Spain's Carlos Alcaraz celebrates winning a game against Russia's Andrey Rublev during their men's singles fourth round tennis match on the seventh day of the 2025 Wimbledon Championships at The All England Lawn Tennis and Croquet Club in Wimbledon, southwest London, on July 6, 2025. (Photo by Kirill KUDRYAVTSEV / AFP)
Spain's Carlos Alcaraz celebrates winning a game against Russia's Andrey Rublev during their men's singles fourth round tennis match on the seventh day of the 2025 Wimbledon Championships at The All England Lawn Tennis and Croquet Club in Wimbledon, southwest London, on July 6, 2025. (Photo by Kirill KUDRYAVTSEV / AFP)

Carlos Alcaraz came through a ferocious fourth-round firefight against a red-hot Andrey Rublev to win 6-7(5) 6-3 6-4 6-4 on Centre Court and keep his bid for a third successive Wimbledon title on track on Sunday.

The Spanish second seed stuttered in his opening three rounds but found his best form to eventually subdue an inspired opponent who once again came up short against the very best, Reuters reported.

Rublev rocked Alcaraz by roaring into a 4-1 lead only to be pegged back but the Russian produced some astonishing tennis to snatch the tiebreak and move ahead.

Alcaraz never looked ruffled though and levelled the match after Rublev double-faulted on a break point. Rublev continued throwing everything in his arsenal at the champion in the third set but paid for not taking some early break points as Alcaraz found another gear.

Alcaraz looked impregnable in the fourth set and a single break of serve was enough to seal a 22nd successive match win and set up a last-eight clash with Britain's Cameron Norrie.

"Andrey is one of the most powerful players we have on Tour and is so aggressive with the ball. It's really difficult to face him, he forces you to the limit on each point," Alcaraz, bidding to become only the fourth man to win back-to-back French Open and Wimbledon titles multiple times, said on court.

"Really happy with the way I moved and played intelligent and smart tactically. A really good match all round."

With so many seeds having fallen early, this was the first match between top-20 players in the men's singles this year and it did not disappoint as the quality scaled rare heights.

Rublev, 27, has barely been outside of the top 10 since 2022 but has never got close to winning a Grand Slam, losing all 10 quarter-finals that he has contested.

The 14th seed must have sighed when he saw Alcaraz in his way in the fourth round, but he came out in positive fashion, off-loading rockets at the five-time Grand Slam champion.

With the roof closed after earlier thunderstorms the noise of the ball striking strings sounded like rifle shots.

Rublev hit harder, then harder still and at 5-5 in the opening set launched an outrageous backhand winner off a full-blooded Alcaraz forehand and then followed with a powerful forehand of his own to the baseline to move a set ahead.

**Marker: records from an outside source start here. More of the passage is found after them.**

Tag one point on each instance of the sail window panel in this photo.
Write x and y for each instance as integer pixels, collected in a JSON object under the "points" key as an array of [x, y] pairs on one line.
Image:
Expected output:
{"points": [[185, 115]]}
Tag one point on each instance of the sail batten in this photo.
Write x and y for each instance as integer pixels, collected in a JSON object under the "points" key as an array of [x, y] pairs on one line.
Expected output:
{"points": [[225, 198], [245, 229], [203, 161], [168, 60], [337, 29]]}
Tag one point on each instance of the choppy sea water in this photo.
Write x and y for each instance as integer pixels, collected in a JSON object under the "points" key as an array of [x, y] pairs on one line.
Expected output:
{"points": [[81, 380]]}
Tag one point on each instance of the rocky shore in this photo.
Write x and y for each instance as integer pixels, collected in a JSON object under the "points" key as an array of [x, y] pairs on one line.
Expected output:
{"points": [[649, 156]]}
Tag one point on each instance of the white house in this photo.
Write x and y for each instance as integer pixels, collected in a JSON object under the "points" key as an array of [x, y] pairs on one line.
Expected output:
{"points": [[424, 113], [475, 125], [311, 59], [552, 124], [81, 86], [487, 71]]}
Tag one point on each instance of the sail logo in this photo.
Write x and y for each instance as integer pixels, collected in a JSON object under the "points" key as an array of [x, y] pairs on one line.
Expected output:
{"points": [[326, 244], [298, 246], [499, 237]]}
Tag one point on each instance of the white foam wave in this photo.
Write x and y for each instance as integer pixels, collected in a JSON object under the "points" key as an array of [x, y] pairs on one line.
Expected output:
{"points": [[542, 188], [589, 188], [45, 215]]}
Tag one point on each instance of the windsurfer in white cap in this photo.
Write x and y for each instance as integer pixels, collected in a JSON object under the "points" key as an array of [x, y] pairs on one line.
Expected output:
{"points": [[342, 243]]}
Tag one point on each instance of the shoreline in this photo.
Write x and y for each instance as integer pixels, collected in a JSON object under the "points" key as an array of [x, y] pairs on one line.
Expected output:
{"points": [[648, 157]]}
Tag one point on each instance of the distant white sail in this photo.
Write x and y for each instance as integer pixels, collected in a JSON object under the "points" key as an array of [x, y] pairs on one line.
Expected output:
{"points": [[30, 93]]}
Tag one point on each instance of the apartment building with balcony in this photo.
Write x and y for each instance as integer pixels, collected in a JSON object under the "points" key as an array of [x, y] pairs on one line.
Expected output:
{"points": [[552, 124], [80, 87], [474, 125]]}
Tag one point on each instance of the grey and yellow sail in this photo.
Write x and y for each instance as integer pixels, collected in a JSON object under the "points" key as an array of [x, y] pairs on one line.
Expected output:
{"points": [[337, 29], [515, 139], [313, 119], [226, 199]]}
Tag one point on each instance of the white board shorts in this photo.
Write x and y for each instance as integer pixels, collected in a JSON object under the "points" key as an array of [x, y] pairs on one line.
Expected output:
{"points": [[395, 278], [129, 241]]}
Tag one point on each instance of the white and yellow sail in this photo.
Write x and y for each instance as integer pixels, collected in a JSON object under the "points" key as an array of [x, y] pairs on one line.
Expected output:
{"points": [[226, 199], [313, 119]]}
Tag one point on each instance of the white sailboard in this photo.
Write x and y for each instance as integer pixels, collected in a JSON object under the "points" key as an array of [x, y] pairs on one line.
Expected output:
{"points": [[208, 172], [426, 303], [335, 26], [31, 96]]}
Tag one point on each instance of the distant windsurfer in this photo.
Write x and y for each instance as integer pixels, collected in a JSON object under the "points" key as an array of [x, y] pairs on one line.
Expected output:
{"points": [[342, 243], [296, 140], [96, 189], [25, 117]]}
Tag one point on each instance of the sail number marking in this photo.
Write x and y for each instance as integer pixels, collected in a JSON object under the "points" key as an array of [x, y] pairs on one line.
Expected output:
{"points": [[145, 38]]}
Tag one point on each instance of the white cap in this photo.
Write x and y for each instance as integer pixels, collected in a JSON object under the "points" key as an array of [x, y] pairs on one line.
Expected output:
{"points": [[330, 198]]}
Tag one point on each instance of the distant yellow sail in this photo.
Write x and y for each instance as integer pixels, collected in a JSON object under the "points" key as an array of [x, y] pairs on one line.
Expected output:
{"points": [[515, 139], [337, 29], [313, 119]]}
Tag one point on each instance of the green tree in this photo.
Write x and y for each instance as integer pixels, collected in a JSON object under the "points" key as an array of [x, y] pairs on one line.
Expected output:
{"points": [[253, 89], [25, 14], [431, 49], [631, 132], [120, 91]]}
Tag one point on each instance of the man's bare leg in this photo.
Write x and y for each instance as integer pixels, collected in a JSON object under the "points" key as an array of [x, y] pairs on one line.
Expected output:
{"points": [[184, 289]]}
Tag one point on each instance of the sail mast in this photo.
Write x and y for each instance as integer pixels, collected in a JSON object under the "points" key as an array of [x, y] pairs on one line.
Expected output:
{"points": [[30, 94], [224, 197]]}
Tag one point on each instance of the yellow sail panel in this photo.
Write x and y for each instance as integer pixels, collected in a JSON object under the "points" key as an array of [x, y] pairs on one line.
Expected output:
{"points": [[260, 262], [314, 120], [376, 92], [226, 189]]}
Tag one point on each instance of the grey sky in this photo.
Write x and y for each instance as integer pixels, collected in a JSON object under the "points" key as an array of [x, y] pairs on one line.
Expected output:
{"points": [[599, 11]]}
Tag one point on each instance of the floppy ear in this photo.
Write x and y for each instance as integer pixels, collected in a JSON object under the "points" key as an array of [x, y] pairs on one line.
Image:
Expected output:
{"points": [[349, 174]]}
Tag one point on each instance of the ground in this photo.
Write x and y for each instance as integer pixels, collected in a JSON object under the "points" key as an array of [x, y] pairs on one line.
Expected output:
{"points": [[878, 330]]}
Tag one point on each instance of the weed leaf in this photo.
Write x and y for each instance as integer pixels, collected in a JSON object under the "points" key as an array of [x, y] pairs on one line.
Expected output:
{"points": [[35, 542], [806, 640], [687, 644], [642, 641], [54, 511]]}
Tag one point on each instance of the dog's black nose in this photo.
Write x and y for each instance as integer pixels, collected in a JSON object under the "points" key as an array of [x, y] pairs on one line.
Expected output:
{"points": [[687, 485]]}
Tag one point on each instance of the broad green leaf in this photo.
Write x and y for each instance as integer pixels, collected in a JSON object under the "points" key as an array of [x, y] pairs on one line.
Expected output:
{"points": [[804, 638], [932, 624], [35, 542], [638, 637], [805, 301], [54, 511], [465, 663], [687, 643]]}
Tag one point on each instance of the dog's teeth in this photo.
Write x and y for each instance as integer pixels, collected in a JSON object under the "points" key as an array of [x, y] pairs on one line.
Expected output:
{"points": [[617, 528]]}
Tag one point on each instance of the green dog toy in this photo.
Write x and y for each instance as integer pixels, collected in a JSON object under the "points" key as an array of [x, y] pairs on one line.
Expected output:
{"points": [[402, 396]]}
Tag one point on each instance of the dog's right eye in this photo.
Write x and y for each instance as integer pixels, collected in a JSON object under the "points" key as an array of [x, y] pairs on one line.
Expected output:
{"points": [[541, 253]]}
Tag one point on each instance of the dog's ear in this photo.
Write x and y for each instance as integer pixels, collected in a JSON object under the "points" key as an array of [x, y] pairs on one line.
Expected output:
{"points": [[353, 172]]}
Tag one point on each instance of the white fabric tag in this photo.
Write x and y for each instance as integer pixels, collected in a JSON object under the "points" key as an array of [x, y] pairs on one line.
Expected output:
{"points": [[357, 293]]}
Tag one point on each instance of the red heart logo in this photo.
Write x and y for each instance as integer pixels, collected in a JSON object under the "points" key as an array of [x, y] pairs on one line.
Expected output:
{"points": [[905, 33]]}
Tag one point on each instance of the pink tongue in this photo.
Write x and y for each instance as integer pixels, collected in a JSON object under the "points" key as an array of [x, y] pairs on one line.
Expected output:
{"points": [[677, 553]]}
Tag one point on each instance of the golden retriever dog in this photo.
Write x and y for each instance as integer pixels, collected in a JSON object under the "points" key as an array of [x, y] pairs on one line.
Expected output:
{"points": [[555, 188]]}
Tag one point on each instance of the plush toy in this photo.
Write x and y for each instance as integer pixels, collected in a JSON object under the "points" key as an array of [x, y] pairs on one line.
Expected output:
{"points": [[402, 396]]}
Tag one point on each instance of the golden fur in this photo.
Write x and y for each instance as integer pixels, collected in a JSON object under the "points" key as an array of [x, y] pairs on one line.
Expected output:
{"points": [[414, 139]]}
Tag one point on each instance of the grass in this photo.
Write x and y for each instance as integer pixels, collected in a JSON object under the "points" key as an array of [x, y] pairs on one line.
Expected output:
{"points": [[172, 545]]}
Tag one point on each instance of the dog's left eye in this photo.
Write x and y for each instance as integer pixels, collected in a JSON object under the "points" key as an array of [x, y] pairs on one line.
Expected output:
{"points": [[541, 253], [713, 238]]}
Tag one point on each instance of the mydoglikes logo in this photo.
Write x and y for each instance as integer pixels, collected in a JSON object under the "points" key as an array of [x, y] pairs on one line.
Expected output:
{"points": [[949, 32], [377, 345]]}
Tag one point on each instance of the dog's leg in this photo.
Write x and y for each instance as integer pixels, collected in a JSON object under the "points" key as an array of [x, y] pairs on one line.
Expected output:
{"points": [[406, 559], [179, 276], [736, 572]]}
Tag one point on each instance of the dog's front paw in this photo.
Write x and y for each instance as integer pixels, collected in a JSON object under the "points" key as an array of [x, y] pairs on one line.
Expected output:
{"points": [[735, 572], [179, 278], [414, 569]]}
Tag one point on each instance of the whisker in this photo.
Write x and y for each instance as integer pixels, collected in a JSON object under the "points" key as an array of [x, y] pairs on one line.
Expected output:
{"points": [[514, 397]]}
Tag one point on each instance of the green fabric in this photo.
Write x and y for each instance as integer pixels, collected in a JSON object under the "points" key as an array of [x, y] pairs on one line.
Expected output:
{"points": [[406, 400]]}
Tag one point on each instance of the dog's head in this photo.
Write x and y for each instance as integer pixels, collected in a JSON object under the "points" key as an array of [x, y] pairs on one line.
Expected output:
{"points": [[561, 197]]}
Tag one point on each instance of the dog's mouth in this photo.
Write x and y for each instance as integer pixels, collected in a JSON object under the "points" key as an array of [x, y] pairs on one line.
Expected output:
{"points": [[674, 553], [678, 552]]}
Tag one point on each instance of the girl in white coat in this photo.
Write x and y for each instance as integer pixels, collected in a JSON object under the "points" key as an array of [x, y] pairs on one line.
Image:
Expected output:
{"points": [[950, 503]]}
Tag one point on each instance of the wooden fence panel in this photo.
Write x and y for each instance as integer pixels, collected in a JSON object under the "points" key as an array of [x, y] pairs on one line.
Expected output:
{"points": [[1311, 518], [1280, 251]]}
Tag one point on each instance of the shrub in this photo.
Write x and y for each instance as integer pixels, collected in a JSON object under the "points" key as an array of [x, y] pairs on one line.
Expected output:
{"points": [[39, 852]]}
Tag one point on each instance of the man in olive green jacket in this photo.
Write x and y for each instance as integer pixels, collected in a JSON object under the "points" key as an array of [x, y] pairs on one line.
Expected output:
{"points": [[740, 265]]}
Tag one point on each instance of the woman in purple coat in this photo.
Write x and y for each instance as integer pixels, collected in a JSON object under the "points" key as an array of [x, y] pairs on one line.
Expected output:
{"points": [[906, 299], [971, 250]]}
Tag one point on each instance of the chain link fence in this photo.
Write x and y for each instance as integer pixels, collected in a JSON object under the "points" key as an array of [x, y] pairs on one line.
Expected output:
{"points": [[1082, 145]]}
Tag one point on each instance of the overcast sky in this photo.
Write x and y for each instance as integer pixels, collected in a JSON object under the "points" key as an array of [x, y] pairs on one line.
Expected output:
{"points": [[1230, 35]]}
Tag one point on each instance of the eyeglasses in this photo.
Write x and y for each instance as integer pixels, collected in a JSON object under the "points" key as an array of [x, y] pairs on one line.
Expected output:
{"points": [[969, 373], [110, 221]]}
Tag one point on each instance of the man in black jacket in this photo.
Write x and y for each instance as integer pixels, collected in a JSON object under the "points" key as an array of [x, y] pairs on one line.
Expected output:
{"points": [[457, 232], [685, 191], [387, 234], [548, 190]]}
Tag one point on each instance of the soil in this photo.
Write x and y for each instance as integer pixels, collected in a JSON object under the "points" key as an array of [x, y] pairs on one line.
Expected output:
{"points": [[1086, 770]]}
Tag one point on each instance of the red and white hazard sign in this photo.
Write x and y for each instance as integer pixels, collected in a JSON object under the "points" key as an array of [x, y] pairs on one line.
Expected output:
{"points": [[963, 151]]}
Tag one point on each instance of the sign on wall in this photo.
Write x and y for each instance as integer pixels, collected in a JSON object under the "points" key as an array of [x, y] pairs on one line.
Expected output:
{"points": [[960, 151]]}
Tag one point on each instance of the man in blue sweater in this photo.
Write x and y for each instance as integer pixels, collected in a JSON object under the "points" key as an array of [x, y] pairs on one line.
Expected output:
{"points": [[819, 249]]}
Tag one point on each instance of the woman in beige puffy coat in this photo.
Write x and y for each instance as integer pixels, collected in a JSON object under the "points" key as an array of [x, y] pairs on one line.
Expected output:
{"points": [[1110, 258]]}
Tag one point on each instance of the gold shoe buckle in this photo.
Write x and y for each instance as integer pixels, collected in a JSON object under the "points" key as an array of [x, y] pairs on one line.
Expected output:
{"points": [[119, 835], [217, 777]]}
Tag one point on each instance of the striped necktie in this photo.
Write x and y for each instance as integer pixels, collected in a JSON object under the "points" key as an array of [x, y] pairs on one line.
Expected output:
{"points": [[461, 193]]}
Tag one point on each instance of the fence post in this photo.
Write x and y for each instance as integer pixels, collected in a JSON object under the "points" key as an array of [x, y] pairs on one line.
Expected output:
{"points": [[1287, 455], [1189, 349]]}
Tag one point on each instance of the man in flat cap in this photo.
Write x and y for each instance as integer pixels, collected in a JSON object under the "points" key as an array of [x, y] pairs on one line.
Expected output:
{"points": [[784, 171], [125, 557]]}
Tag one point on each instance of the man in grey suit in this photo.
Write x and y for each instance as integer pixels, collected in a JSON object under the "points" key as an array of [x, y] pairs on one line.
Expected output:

He barely did anything wrong after that but Alcaraz, finally clicking into gear after three scratchy wins, showed why taking the title off him will be such a tough task.

The turning point came at 3-3 in the third set when Rublev, attempting to save a break point, sent Alcaraz sliding from side to side with a barrage of power only for the Spaniard to whip a forehand cross court winner, before cupping his ear to the crowd who rose as one to salute the moment of genius.

Rublev stuck manfully to his task but he was powerless to prevent an 11th loss from 11 matches against top-five opponents at a Grand Slam.